Exactly. It's amazing. And I think it's very indicative of this time and more and more women and non-gender-specific people are really starting to speak up for themselves and let go of the fear of that. So that's definitely a strong theme with this new album.
HOW HAVE YOU EVOLVED AS A LYRICIST SINCE YOUR FIRST RECORDS?
I'm a much better writer and I'm taking the time to really make sure I'm saying the right thing. As a younger artist, I would just write a song and then that was it. I never really went back and fixed up the lyrics or changed a word if I didn't like it. I love words and I love reading and I love thinking about language and how to make something sound the best way but also infuse a lot of meaning into even just a short phrase. On this new album, I'm using some archaic language to talk about new things.
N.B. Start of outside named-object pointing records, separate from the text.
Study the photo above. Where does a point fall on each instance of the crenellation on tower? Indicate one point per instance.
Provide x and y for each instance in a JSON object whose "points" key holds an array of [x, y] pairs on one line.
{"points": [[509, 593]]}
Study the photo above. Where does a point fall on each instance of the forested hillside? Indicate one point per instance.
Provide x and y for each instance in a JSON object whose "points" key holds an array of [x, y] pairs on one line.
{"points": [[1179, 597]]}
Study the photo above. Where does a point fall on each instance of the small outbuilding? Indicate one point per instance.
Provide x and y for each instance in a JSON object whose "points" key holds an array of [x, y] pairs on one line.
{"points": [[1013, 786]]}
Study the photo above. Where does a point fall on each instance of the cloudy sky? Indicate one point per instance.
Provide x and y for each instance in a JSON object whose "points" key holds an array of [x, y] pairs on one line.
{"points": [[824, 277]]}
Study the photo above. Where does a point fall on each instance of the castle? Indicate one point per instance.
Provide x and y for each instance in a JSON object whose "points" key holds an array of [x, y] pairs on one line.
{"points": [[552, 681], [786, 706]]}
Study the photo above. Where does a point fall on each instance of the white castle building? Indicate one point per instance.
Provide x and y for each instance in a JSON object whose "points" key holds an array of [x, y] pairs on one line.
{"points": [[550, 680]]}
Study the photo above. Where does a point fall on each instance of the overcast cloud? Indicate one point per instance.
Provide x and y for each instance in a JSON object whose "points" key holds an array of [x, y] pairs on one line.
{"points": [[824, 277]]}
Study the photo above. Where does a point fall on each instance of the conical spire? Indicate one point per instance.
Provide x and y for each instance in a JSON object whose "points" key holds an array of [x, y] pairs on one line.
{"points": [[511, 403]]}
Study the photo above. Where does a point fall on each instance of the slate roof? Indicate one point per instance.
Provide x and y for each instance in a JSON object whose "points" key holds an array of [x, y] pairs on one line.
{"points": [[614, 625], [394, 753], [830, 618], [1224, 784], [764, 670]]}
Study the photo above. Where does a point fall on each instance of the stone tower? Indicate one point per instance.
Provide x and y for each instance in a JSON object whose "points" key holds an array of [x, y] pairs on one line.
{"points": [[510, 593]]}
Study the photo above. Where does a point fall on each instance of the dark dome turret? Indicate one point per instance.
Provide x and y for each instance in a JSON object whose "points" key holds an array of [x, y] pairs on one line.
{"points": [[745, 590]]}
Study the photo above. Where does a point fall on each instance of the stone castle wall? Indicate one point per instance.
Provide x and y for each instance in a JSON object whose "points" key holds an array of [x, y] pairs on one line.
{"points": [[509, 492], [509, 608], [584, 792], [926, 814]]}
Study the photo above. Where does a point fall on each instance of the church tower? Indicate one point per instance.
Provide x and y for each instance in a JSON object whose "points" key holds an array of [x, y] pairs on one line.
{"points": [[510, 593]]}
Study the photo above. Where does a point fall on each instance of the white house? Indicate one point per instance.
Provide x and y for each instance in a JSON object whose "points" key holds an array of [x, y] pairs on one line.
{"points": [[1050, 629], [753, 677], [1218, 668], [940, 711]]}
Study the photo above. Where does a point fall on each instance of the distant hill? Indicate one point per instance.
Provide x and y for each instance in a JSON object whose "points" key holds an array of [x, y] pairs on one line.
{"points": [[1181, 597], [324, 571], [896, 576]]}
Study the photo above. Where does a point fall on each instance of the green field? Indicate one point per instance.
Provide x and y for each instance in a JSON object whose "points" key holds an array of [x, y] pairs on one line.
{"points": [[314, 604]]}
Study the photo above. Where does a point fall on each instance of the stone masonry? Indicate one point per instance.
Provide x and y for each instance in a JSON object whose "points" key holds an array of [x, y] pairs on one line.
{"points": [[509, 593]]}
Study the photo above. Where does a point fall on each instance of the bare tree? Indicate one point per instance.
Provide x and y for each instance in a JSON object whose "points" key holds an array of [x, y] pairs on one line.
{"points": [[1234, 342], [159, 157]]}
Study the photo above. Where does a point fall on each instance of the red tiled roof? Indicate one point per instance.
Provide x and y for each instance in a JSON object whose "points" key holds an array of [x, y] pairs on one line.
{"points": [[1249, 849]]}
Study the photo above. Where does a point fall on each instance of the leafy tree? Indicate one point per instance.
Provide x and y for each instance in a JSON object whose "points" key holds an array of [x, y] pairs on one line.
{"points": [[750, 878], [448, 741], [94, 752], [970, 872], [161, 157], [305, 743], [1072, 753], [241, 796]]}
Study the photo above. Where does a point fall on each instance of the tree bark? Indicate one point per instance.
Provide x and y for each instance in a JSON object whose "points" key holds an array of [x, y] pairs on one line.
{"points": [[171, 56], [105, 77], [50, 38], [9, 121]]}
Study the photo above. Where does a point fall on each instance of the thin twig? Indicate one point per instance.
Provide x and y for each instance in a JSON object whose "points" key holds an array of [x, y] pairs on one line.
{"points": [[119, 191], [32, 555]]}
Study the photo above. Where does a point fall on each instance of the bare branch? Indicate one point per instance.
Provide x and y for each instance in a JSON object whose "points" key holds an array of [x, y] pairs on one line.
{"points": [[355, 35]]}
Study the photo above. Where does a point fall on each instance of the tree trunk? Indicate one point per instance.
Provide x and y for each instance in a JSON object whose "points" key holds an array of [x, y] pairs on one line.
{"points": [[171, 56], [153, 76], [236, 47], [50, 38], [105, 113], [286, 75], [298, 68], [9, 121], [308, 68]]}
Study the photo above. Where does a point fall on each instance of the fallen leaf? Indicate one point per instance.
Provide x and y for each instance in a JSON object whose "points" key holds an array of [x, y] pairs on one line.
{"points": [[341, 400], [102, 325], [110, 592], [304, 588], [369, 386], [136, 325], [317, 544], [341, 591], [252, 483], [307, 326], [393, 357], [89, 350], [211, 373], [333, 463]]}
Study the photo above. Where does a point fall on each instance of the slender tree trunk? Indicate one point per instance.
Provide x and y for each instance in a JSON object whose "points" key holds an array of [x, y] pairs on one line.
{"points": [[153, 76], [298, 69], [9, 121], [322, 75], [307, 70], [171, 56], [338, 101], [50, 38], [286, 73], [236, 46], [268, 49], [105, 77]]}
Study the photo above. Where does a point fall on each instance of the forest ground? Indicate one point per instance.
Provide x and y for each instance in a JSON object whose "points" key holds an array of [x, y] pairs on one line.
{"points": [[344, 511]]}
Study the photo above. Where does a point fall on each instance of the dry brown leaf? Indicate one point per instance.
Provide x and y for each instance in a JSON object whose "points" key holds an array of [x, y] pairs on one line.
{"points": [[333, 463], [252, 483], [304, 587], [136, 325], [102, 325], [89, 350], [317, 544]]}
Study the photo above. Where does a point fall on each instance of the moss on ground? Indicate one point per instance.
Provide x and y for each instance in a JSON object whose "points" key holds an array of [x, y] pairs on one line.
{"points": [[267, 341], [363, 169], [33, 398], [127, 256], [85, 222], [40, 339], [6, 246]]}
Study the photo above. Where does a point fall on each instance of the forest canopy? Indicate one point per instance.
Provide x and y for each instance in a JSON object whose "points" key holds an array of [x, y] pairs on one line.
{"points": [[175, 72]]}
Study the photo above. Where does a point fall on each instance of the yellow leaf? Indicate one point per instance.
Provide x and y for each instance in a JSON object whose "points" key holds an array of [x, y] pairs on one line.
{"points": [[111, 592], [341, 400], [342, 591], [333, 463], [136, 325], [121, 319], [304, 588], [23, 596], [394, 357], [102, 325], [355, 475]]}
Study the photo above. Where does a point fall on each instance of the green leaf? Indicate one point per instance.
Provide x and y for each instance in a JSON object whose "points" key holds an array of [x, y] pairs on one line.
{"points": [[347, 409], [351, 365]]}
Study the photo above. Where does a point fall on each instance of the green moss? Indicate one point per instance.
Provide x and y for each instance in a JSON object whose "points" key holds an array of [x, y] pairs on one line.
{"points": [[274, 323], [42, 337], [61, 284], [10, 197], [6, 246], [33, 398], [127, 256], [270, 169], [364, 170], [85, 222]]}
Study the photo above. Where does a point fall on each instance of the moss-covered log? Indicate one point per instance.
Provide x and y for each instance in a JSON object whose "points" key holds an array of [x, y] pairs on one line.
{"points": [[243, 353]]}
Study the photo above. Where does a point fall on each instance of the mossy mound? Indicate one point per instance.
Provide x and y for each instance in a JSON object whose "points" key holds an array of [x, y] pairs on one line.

HOW ARE YOU USING ARCHAIC LANGUAGE?
I was spending some time with my great-grandmother before she died and I would often write down a word here and there that you don't hear anymore. Jess is very much like that, too. She was raised by her grandparents, so she has a lot of cute old phrases that she says that you don't hear very often. There's a moment [on the record] with the word "daylight plumed my skin." That's something I've probably read in some old poetry books. It's something sensual, and I'm always trying to bring sensuality into language and keeping that alive because I feel like sometimes that is a dying art.
ASIDE FROM YOUR OWN TOURS OVER THE LAST YEAR, YOU DID TOURS WITH MINISTRY AND A PERFECT CIRCLE. HOW DID THAT GO?
I'm such a big fan of Ministry and they're really great — but I don't think their audience was as open as I thought they might be. So it was a little bit tough if I'm honest. I got really aggro on the Ministry tours because sometimes it felt like their audience was just looking at us with disgust. Not all of them. Of course, there were some really nice people that wanted to be open to it. It ended up being fun and it brings you and your band closer together, too. I just took it as another learning experience.
Al [Jourgensen] was so great and he would invite us onto his bus after the show and just talk about music and stuff for a long time. We would overhear him describing us to other people, talking about me and Jess: "They're women and they're angry and they're making good music!" It was really cute.
A Perfect Circle was very different. Their audience was a lot more accepting of us for some reason. Definitely bigger venues than I've ever played. I have a long way to go in knowing how to work a room of 8,000 people because that's totally different than what I'm used to be playing. Maynard actually invited us out to his winery. We got to experience his wine and homegrown vegetables and stuff. It was really cool.
YOUR FANS SEEM WILLING TO FOLLOW YOU THROUGH YOUR SHIFTS IN TONE. AND NOBODY REALLY KNOWS WHAT THEY LIKE UNTIL THEY SEE OR HEAR IT.
That's true. And I think it makes you a better artist when you do things that people aren't expecting. It's like when I heard Black Sabbath doing the song "Changes" the first time — after hearing all their other heavy music. Them doing something so touching and intimate helped me understand the freedom to just sing whatever song is calling to you.